"La Justicia se equivoca conmigo"
A Miguel Mérida Gallardo no le disgusta que lo apoden con el sobrenombre del “último bandolero”. Sin embargo, prefiere que lo conozcan como “el hombre que estuvo 14 años perdido en el monte”. Durante todo ese tiempo, este vecino de Baena rompió todo contacto con la civilización y se cobijó en una guarida que construyó en los pilares de un puente.
También desvalijó centenares de cortijos en la zona de Alcaudete, de los que, principalmente, se llevaba comida para poder sobrevivir. En julio de 2008, fue detenido y ahora acaba de ser condenado a cuatro años y medio de prisión por sus delitos. “La Justicia se equivoca conmigo”, asegura, en la primera entrevista que ha concedido. “No es lo mismo lo que yo hice que, por ejemplo, alguien que da un tirón de un bolso a una anciana. Yo nunca hice daño a nadie, solo robaba para comer”, sostiene con determinación.

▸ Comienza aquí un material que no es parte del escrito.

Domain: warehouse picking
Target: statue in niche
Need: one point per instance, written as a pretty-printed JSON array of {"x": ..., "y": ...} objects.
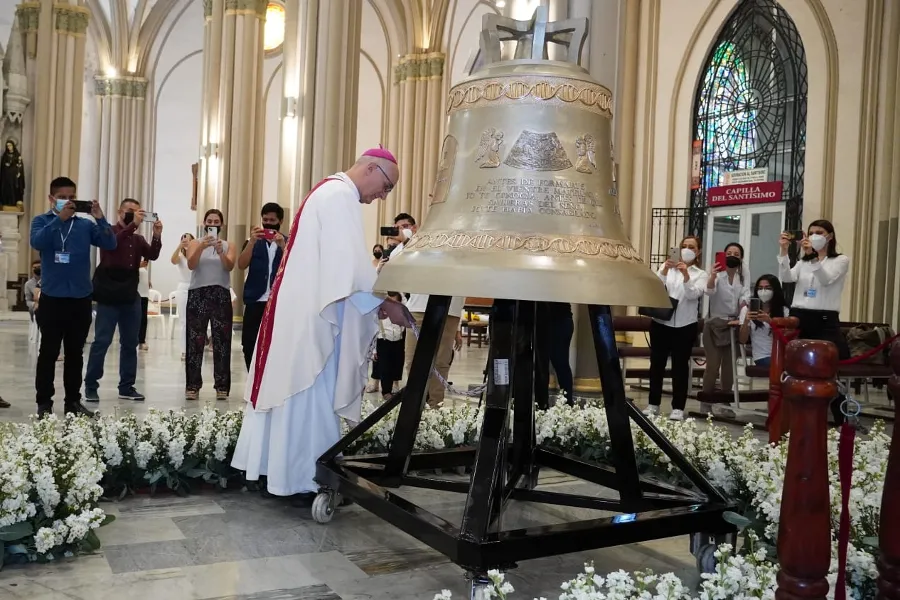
[
  {"x": 489, "y": 149},
  {"x": 12, "y": 178},
  {"x": 586, "y": 148}
]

Sentado y fumando un “ducados rubio” tras otro, Miguel Mérida relata por qué se marchó aquel 2 de febrero de 1994: “Iba a quitarme la vida, pero no tuvo cojones. Siempre fui un cobarde”, asegura con determinación. Rememora una juventud llena de complejos —la halitosis, la timidez, el considerarse “un tonto”— que le hicieron sufrir mucho y refugiarse en el alcohol. “Tuve que dejar mi trabajo y volver a Baena, donde me gasté casi tres millones de pesetas en borracheras”, aclara. Harto de todo, decidió quitarse de en medio: “Aquel día me llevé una cuerda para colgarme y una botella de ‘Sol y sombra’. Me emborraché, me faltó el valor y fracasé otra vez. Estuve cuatro días como un animalillo salvaje, temblando. Ya no fui capaz de volver a mi casa”, explica.
A la cuarta noche, sediento y muerto de hambre, salió de la cueva en la que se había refugiado. “Lo primero que comí fueron unas almendras”. Con el paso de los días, Miguel comenzó a tomar conciencia de que podía vivir en el monte: “En mis planes nunca estuvo regresar a la civilización”.

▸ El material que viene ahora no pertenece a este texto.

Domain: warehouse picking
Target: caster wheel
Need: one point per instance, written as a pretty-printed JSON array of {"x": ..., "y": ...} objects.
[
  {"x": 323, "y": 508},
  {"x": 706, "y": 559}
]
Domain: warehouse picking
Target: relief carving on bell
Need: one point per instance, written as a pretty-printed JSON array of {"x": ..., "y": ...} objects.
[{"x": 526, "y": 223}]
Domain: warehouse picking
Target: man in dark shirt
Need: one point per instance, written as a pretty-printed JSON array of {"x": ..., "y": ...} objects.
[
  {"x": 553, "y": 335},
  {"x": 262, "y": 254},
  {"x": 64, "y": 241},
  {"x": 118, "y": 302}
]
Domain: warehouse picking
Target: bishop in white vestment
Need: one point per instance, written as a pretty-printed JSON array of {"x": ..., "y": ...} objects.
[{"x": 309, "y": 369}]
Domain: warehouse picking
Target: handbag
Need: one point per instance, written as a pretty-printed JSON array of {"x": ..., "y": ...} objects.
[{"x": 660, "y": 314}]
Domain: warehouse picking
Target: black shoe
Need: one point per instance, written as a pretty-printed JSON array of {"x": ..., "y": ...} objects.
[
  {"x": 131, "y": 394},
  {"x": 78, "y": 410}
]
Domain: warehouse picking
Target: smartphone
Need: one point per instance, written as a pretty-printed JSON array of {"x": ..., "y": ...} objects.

El “último bandolero” explica que comenzó a robar porque se “tambaleaba” de hambre. “Al primero que le quité comida fue a mi hermano, que había sembrado unas habas y se las arranqué, recuerda, con una sonrisa en los labios. Después, ya empezó a entrar en los cortijos y en las casas de campo de una zona que conocía como la palma de su mano. “Todo lo que robé era porque me hacía falta. Jamás he hecho daño a nadie o he robado dinero. No me servía de nada. Solo quería comer o ropa para no pasar frío. No soy un criminal”, repite con insistencia, mientras da una honda calada a su cigarro.
Durante los 14 años, Miguel Mérida no habló con nadie: “Cada vez que veía a una persona salía corriendo. Era como un animal salvaje. Tenía mucho miedo”. En muchas ocasiones, pasó por su mente quitarse la vida: “No pensaba volver. Una vez sufrí un percance. Me torcí un tobillo y pensé en qué pasaría si me pasara algo más grave”. En cuanto pudo caminar, volvió a un cortijo para robar una escopeta: “Era para pegarme dos tiros”.
El hombre recuerda como si fuera ayer el día que lo cogieron. El dueño de un cortijo que estaba harto de que le entraran le tendió una emboscada: “Esa noche no iba entrar en su casa, sino que me dirigía a robar huevos a una granja cercana. Me vio, me cogió y me cagué como un mirlo. No le guardo rencor ni a él ni a nadie”. Miguel Mérida señala que colaboró con la Guardia Civil en todo momento: “Ellos también se portaron muy bien conmigo”. Desde que regresó al pueblo, emprendió una nueva vida. Sigue en tratamiento psicológico y participa en talleres para personas con problemas mentales. Ha aprendido a nadar y juega a la petanca todas las tardes: “Tengo amigos, he encontrado mi camino”, asegura. Un camino que se puede ver truncado por la cárcel: “No le tengo miedo a entrar en prisión. He aprendido a no temerle a nada”, agrega. La última pregunta de la entrevista es si cree en la Justicia. Miguel hace una larga pausa. Vuelve a fumar y responde: “No soy un hipócrita. No creo en ella, pero no por lo que me está pasando a mí, sino porque veo muchas situaciones y casos que son injustos”.